Myth 7: Travelling on buses, trains and public transport in a different country seems overwhelming with kids.

I prefer taxis instead: While conventional backpacking involves public transport as the sole means of travel, you can pretty much customize it to suit your style of travel. I would advise parents to try out public transport in countries outside India. They are easy to follow, efficient and you will have no issues reaching one spot to another if you follow the route maps and have an idea of the main modes of transport at a particular place. The public transport network all over Europe is generally very well laid out and efficient. Trains arrive on time, are hygienic, have spaces for lounging with family, and have good facilities.

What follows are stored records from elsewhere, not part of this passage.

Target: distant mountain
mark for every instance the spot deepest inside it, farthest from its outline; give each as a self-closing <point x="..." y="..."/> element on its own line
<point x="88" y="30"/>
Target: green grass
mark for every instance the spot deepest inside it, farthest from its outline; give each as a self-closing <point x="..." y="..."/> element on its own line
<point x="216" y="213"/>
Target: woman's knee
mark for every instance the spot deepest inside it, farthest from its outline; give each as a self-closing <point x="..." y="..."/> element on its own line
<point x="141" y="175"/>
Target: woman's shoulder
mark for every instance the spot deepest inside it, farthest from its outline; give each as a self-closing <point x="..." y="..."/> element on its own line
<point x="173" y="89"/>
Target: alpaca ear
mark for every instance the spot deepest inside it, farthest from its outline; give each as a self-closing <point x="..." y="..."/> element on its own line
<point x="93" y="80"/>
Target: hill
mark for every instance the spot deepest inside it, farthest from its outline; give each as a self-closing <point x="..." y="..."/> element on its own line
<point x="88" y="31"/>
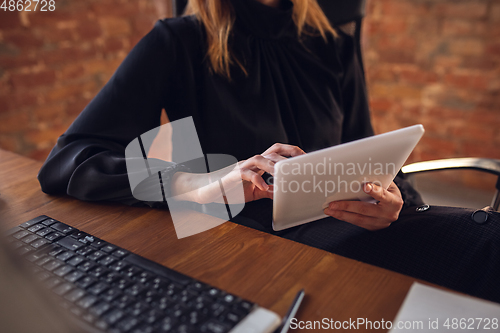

Buses also have a great network across most of mainstream Europe and you will have no problems shuttling from one spot to the other. We have walked around Scandinavia, France and Germany with our little one in the stroller or baby carrier and have had an incredible experience. We stopped when we wanted to, took a nap in the open, and continued walking again. Many cities are also connected by waterways and water transport is very well managed in these places. The experience of travelling by a ferry or boat is unbeatable and should be included in your travels.

Myth 8: Backpacking is only for poor people and it involves being miserly and strict with your expenses while travelling:

I have heard this from so many people, especially from our country that it leaves me wondering how they seem to assume a person’s financial background from their style of travel. This is again a deep-rooted myth that needs to be busted because it does not matter how deep your pockets are. What matters is if you are the kind that wants to explore more options while travelling and are willing to go the extra mile to make your family experience something different. Are you are the kind that wants to break away from the luxury hotel stays, taxis and concierge services once in a while to enjoy the experience of travelling like a local, meeting fellow travellers, and immersing yourself in a particular place? If the answer is yes, then backpacking once in a while can turn out to be an extremely enjoyable experience for you. Maybe you can choose to dine at a really fancy place while you are backpacking, or enjoy an overpriced museum or theme park during the same trip.

Why not indulge in experiences that make you more culturally aware, and make you more accepting of people from all backgrounds across the world? You will definitely come out feeling richer after the trip.

These are some of the common myths that I hope I have busted with this piece. Enjoy the upcoming holiday season and remember to embrace the beauty of travel with your families!